Initially registers were limited to an accumulator and a multiplier register. In 1953, David Wheeler, returning from a stay at the University of Illinois, designed an index register as an extension to the original EDSAC hardware.
A magnetic tape drive was added in 1952 but never worked sufficiently well to be of real use.
Until 1952, the available main memory (instructions and data) was only 512 18-bit words, and there was no backing store. The delay lines (or "tanks") were arranged in two batteries providing 512 words each. The second battery came into operation in 1952.
The full 1024-word delay line store was not available until 1955 or early 1956, limiting programs to about 800 words until then.
John Lindley (diploma student 1958–1959) mentioned "the incredible difficulty we had ever to produce a single correct piece of paper tape with the crude and unreliable home-made punching, printing and verifying gear available in the late 50s".
Memory and instructionsEdit
The EDSAC's main memory consisted of 1024 locations, though only 512 locations were initially installed. Each contained 18 bits, but the topmost bit was always unavailable due to timing problems, so only 17 bits were used. An instruction consisted of a five-bit instruction code, one spare bit, a ten bit operand (usually a memory address), and a length bit to control whether the instruction used a 17-bit or a 35-bit operand (two consecutive words, little-endian). All instruction codes were by design represented by one mnemonic letter, so that the Add instruction, for example, used the EDSAC character code for the letter A.
Internally, the EDSAC used two's complement, binary numbers. Numbers were either 17 bits (one word) or 35 bits (two words) long. Unusually, the multiplier was designed to treat numbers as fixed-point fractions in the range −1 ≤ x < 1, i.e. the binary point was immediately to the right of the sign. The accumulator could hold 71 bits, including the sign, allowing two long (35-bit) numbers to be multiplied without losing any precision.
The instructions available were:
- AND-and-add (called "Collate")
- Shift Left
- Arithmetic shift Right
- Load multiplier register
- Store (and optionally clear) accumulator
- Conditional Goto
- Read Input tape
- Print character
- Round accumulator
There was no division instruction (but various division subroutines were supplied) and no way to directly load a number into the accumulator (a "sTore and zero accumulator" instruction followed by an "Add" instruction were necessary for this). There was no unconditional jump instruction, nor was there a procedure call instruction - it had not yet been invented.
The initial orders were hard-wired on a set of uniselector switches and loaded into the low words of memory at startup. By May 1949, the initial orders provided a primitive relocating assembler taking advantage of the mnemonic design described above, all in 31 words. This was the world's first assembler, and arguably the start of the global software industry. There is a simulation of EDSAC available and a full description of the initial orders and first programs.
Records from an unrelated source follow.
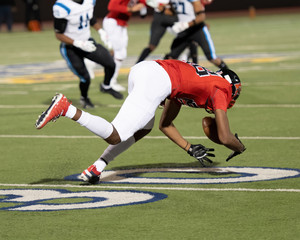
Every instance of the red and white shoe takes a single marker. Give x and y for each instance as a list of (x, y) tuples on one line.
[(57, 108), (90, 175)]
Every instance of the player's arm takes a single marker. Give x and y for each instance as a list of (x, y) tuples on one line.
[(166, 125), (226, 137), (60, 25), (199, 10), (199, 18)]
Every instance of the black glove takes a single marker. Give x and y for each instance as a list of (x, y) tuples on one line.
[(200, 153), (233, 154)]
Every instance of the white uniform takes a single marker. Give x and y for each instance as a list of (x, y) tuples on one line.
[(78, 16), (184, 10), (148, 85)]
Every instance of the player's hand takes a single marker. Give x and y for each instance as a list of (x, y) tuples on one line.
[(180, 26), (233, 154), (87, 46), (201, 153), (104, 38)]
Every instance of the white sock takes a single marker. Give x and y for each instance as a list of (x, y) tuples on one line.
[(96, 125), (100, 165), (117, 69), (71, 111), (112, 151)]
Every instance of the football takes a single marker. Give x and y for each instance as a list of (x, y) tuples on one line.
[(210, 129)]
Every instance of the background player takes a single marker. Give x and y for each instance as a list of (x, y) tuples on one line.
[(191, 28), (115, 25), (72, 20), (149, 84), (163, 17)]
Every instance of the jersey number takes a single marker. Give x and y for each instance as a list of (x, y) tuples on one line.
[(202, 71), (179, 7), (83, 22)]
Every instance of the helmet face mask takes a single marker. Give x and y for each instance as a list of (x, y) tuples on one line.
[(235, 82)]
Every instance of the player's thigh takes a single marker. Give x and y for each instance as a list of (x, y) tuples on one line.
[(203, 38), (74, 59), (117, 35), (149, 85), (102, 57)]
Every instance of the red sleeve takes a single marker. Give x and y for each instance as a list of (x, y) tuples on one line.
[(118, 6), (219, 100)]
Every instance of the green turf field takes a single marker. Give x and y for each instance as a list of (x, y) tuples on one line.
[(154, 190)]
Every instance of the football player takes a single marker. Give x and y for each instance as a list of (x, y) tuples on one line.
[(115, 25), (72, 21), (149, 84), (164, 16), (192, 28)]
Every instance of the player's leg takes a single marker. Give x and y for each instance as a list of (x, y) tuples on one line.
[(103, 57), (118, 37), (205, 41), (148, 85), (92, 173), (75, 61), (157, 30)]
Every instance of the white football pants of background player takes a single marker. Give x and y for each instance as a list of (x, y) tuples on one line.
[(118, 37), (148, 85)]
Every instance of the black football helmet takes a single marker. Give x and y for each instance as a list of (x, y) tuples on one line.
[(235, 82), (78, 1)]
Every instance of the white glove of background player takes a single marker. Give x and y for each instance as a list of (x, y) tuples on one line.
[(104, 38), (87, 46), (180, 26)]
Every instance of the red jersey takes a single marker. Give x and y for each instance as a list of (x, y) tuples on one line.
[(118, 10), (195, 86)]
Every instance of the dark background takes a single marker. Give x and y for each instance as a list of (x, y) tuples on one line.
[(216, 6)]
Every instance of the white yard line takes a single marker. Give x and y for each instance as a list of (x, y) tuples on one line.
[(154, 188), (119, 105), (147, 137)]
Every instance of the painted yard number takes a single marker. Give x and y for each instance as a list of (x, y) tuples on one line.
[(54, 199)]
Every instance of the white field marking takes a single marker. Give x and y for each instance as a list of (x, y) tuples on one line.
[(147, 137), (155, 188), (119, 105)]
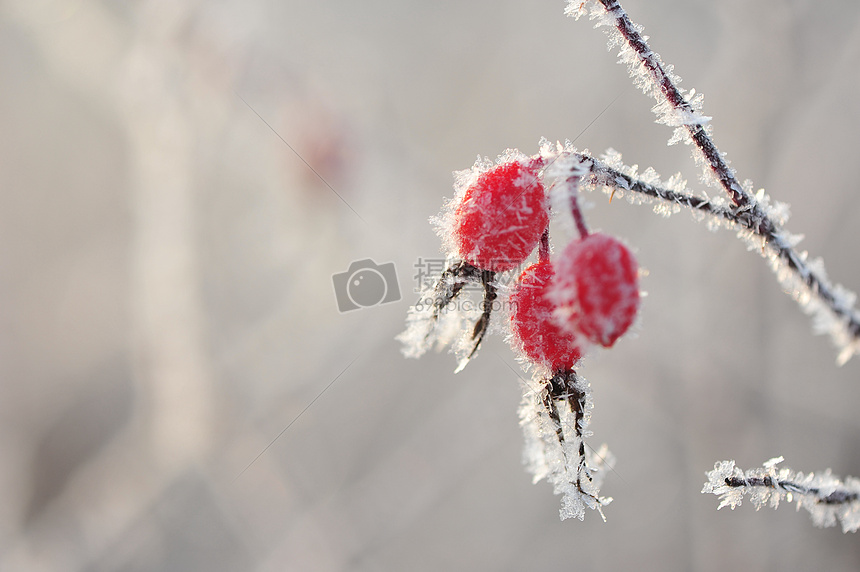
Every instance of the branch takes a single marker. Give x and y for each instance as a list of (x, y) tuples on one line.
[(759, 224), (658, 80), (827, 498), (554, 415)]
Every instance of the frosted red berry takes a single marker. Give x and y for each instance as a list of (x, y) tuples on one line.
[(597, 288), (534, 326), (501, 217)]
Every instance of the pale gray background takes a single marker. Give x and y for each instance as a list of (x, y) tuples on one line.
[(166, 306)]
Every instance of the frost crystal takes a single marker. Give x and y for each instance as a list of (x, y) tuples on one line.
[(554, 415), (827, 499)]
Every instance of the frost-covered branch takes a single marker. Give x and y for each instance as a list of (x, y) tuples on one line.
[(828, 499), (760, 225), (675, 107), (554, 415)]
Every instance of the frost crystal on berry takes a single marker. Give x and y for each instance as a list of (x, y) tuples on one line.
[(498, 219), (535, 330), (597, 288)]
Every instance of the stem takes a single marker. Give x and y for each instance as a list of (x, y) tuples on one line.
[(753, 219), (673, 96), (578, 217), (837, 496)]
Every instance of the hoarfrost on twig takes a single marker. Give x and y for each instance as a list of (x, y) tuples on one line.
[(827, 499)]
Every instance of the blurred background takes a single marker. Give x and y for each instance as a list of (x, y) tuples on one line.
[(178, 390)]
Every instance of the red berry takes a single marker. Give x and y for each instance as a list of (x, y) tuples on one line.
[(501, 217), (597, 288), (535, 328)]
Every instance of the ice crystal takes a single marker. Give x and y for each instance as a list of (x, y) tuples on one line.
[(828, 499), (555, 425)]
The machine was used by other members of the University to solve real problems, and many early techniques were developed that are now included in operating systems. Users prepared their programs by punching them (in assembler) onto a paper tape. They soon became good at being able to hold the paper tape up to the light and read back the codes. When a program was ready it was hung on a length of line strung up near the paper tape reader. The machine operators, who were present during the day, selected the next tape from the line and loaded it into EDSAC. This is of course well known today as job queues. If it printed something then the tape and the printout were returned to the user, otherwise they were informed at which memory location it had stopped. Debuggers were some time away, but a CRT screen could be set to display the contents of a particular piece of memory. This was used to see if a number was converging, for example. A loudspeaker was connected to the accumulator's sign bit; experienced users knew healthy and unhealthy sounds of programs, particularly programs 'hung' in a loop. After office hours certain "Authorised Users" were allowed to run the machine for themselves, which went on late into the night until a valve blew – which usually happened according to one such user.
The early programmers had to make use of techniques frowned upon today — especially altering the code. As there was no index register until much later, the only way of accessing an array was to alter which memory location a particular instruction was referencing.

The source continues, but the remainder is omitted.